Non bisogna pensare al bambino transessuale come ad un maschietto che affermi "io sono una bambina", può anche accadere ma è molto raro. Nella maggior parte dei casi si sentirà confusamente simile agli individui dell'altro sesso e proverà un sentimento di estraneità per quelli del proprio. La confusione è provocata dai segnali esterni: il suo corpo gli dice che è un maschio, la società lo considera un maschio e si aspetta comportamenti maschili. Il bambino è portato a soddisfare le aspettative altrui pur continuando a seguire inconsciamente i modelli del genere sentito. È l'inizio della condizione di solitudine ed estraniamento dell'individuo dal proprio corpo e dalla propria vita: inizierà a far vivere un personaggio il più possibile conforme alle richieste sociali e cercherà di frustrare i propri desideri e sentimenti.


L'adolescenza

Questo periodo della vita è spesso descritto come il più infelice: il desiderio di essere socialmente accettati raggiunge il massimo, le spinte sessuali rendono drammatiche le frustrazioni, i cambiamenti della pubertà sviluppano gli aspetti estranei del proprio corpo.

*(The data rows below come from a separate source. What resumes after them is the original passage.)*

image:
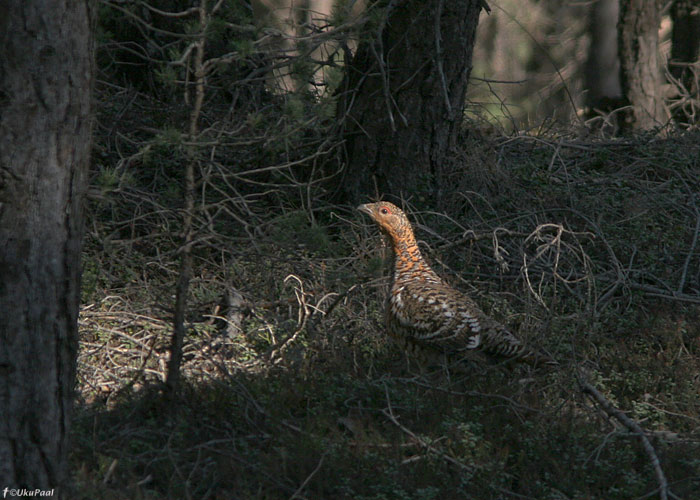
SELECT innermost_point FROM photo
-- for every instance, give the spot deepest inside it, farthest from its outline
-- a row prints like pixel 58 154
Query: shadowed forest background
pixel 231 327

Se l'individuo si sente inserito in un ambiente accettante è il momento della crisi dell'identità e l'inizio della ricerca della propria strada esistenziale. Purtroppo il clima è invece generalmente opprimente e ci si deve impegnare in un grande sforzo per mantenere la propria immagine pubblica. Possono iniziare pratiche di travestimento: per lenire il disagio e tentare di avvicinare la realtà corporea alla propria immagine interiore. Questo comportamento non è finalizzato alla soddisfazione sessuale, non deve essere confuso con il travestitismo.


L'età adulta

Continua lo sforzo di adattamento; l'unico modo per soffocare l'insoddisfazione esistenziale è quello di darsi obiettivi raggiungibili e dedicavi tutte le proprie energie. Se l'orientamento sessuale lo consente sono possibili il matrimonio e i figli. Ci si illuderà di essere infelici perché non si ha un amore, o perché mancano i figli oppure il lavoro è insoddisfacente. Finché un alibi regge ci si concentra in quella direzione e sembra l'unico ostacolo alla nostra felicità; finché regge!


Il crollo

Ad un certo punto non ci sono più alibi e si rimane soli di fronte alla propria infelicità. Ci rendiamo conto che il desiderio di appartenere all'altro sesso non può più essere nascosto o trascurato; non è un desiderio, è un bisogno primario: deve essere soddisfatto per continuare a vivere. Appare in tutta evidenza la nostra estraneità al mondo e alla vita: non siamo vivi ma una maschera vive al nostro posto. I legami affettivi che dovrebbero dare un senso alla nostra esistenza non riguardano noi ma il nostro personaggio. Scopriamo di non esistere: se chi dice di amarci sapesse chi si siamo veramente ci amerebbe ancora? Scopriamo che l'esilio dal nostro corpo ci preclude la possibilità di ottenere piacere; quel piacere sensibile che è fondamento del desiderio e della gioia di vivere. È come togliere il coperchio al contenitore delle frustrazioni di tutta la vita: siamo sopraffatti da un senso di infelicità indicibile, se non possiamo essere noi stessi è meglio non essere non esistere più.